The Vatican's number two education official predicts that Pope Benedict XVI will follow a path of "evangelical pruning" of secularized Catholic colleges and universities, declaring them no longer Catholic.
Archbishop Michael Miller, secretary of the Vatican Congregation for Catholic Education and former president of the University of Saint Thomas in Houston, addressed officials and faculty at the University of Notre Dame on Monday.
Miller said that his prediction was based on an examination of the new Pope's writings and approach. The Pope has argued "that it might be better for the Church not to expend its resources trying to preserve institutions if their Catholic identity has been seriously compromised," Miller said.
In the Holy Father's view, "the measure of an institution can be judged by its Catholic integrity," Miller said. If the institution secularizes, "it might be a matter of truth and justice that such an institution is no longer upheld. . . . [I]f a Catholic institution is no longer motivated by a Catholic identity, it is better to let it go."
Link.
I can hear the objections:
(1) "This is just B16's way of enforcing orthodoxy."

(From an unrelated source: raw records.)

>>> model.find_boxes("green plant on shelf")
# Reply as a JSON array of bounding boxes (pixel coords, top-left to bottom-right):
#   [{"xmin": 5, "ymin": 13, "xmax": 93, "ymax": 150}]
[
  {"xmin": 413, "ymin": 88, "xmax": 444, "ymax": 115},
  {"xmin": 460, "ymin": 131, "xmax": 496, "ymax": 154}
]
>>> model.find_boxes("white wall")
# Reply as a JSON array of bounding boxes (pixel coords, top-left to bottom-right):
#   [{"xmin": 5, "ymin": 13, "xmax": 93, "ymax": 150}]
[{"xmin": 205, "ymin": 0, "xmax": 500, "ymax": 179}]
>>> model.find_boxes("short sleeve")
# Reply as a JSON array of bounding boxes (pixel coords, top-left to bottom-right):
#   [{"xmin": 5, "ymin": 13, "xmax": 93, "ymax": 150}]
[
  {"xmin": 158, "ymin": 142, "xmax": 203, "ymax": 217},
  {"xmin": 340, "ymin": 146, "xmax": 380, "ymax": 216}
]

Sure, but if you're not orthodox, you're not Catholic. You think otherwise, but that's why your colleges might get the clipper: you think wrong. I realize that the idea that a person's thoughts could be wrong is heterodoxy in the pantheon of modern dogmas, but the RCC isn't supposed to be a part of that pantheon.
(2) "This violates the college's right of self-identity."
If "self-identity" is your primary touchstone of what's right and what's wrong, you're not Catholic. Indeed, you might be more comfortable with the pagans.